Merlin looked back towards Arthur, meeting Arthur’s eye for a long moment before he spoke.
“I do, Sire.”
Arthur’s heart lurched before the full weight of Merlin’s answer even hit him. The joy at seeing his friend again began to recede in the face of the cold realization that Arthur hadn’t cheated death after all – at least, not completely.
Merlin led him into the house, the door already ajar, as though Merlin had run out in a great hurry... probably because he had. For a moment Arthur wondered what it had felt like for Merlin – if he had experienced the same tug beneath his breastbone, calling him to the lake in the twilight hours.
Merlin pressed a white thing on the wall, and the hallways was illuminated as if by magic – though Arthur knew that it hadn’t been, because Merlin was looking at him and smiling, and his eyes remained bright blue. Merlin led him up a staircase, leaving Arthur only a quick glance at strange looking furniture and ornaments in the downstairs rooms.
Merlin pulled him into the first door on the right at the top of the stairs and, suddenly, Arthur was home.
The Pendragon shield hung on the wall in red and gold. His wardrobe stood in the corner. His bed dominated the room, its curtains pulled open. A table sat by a large window, an ornate chair behind it, and there was a fireplace along one wall with a hooked rug and two chairs placed in front of it.
It wasn’t his room though, it was smaller. It wasn’t his bed, because it didn’t have that odd hole in the post that had appeared around the same time that Merlin had been injured and missing.
“How many years has it been?”
Merlin shifted on his feet and looked at him. His eyes were still red from crying.
“Hundreds,” Merlin whispered.
“Hundreds,” Arthur repeated, letting the knowledge sink into his skin.
Arthur felt... devastated. Everything and everyone he had ever known... Guinevere, Camelot...
“How is it that you still live?”
“You should get out of those wet clothes, My Lord,” Merlin said, dropping his gaze immediately. He reached for Arthur’s cape with shaking hands. Arthur allowed him to undo the buckle gently, and remove the sodden material, but caught Merlin’s hand before Merlin could reach for the buckle of his armour.
“Answer me, Merlin.”
Merlin took a breath, his eyes momentarily darting to the side, but then he met Arthur’s eyes, and Arthur could see the resolve there.

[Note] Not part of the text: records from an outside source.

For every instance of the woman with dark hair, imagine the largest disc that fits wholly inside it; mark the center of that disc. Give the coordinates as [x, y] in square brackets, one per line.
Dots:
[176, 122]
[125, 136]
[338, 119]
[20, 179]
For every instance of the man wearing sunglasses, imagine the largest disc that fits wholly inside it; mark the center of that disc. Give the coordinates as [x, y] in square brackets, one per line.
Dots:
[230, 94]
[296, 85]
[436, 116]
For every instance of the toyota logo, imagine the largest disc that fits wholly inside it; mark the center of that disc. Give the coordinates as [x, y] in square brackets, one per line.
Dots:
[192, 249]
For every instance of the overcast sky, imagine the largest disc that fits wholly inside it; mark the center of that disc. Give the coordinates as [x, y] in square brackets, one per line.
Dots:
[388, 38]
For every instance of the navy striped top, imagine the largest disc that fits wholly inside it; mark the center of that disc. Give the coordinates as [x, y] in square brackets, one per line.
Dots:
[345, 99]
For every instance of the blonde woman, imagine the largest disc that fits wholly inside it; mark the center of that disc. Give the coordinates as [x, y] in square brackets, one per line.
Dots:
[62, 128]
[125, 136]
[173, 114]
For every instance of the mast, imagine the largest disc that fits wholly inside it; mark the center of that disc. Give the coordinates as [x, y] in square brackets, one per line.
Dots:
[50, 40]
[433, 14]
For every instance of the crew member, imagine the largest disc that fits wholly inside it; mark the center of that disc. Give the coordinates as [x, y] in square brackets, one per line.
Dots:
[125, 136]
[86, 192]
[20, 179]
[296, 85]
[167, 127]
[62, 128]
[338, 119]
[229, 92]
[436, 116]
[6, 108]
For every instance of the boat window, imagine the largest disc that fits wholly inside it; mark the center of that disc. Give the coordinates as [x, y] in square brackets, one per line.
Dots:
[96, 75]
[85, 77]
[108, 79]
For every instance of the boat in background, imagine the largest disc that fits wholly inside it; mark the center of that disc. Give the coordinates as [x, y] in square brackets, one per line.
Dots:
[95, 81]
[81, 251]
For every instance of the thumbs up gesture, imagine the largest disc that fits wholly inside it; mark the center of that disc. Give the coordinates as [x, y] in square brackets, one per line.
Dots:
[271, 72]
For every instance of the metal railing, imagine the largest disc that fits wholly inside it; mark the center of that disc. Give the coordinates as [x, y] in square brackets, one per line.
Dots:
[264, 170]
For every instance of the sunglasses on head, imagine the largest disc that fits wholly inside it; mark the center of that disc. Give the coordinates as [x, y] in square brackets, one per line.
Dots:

“I don’t know, Arthur... you died, everyone died... and I lived. I aged, but then would wake up young again - as young as I was when you left me. The druids, they’ve always called me Emrys. In the old tongue it means ‘immortal.’”
“Immortal...” Arthur repeated. “Are you a god?”
“No,” Merlin said adamantly. “I’m just a man. If I were a god... I could only wish to be a god, because then I could have gone to you.” Merlin continued, his eyes filling with new tears. “If I were a god I would not be bound to the earth as I am. I would not be trapped here... I would...”
“All right,” Arthur said as softly as he could. “I believe you.”
Merlin took a deep breath, “I was destined to serve you, Arthur, and you were destined to return...”
“You were waiting,” Arthur said, dumbfounded by the thought.
“Yes,” Merlin confirmed.
“You built a house.”
“Eventually, I had to.”
“I must say, your taste in decor is commendable.”
Merlin laughed and it was like the first bluebird of morning. Arthur smiled.
“I hope you remember how to perform your duties,” Arthur said, as Merlin reached once again to remove his armour.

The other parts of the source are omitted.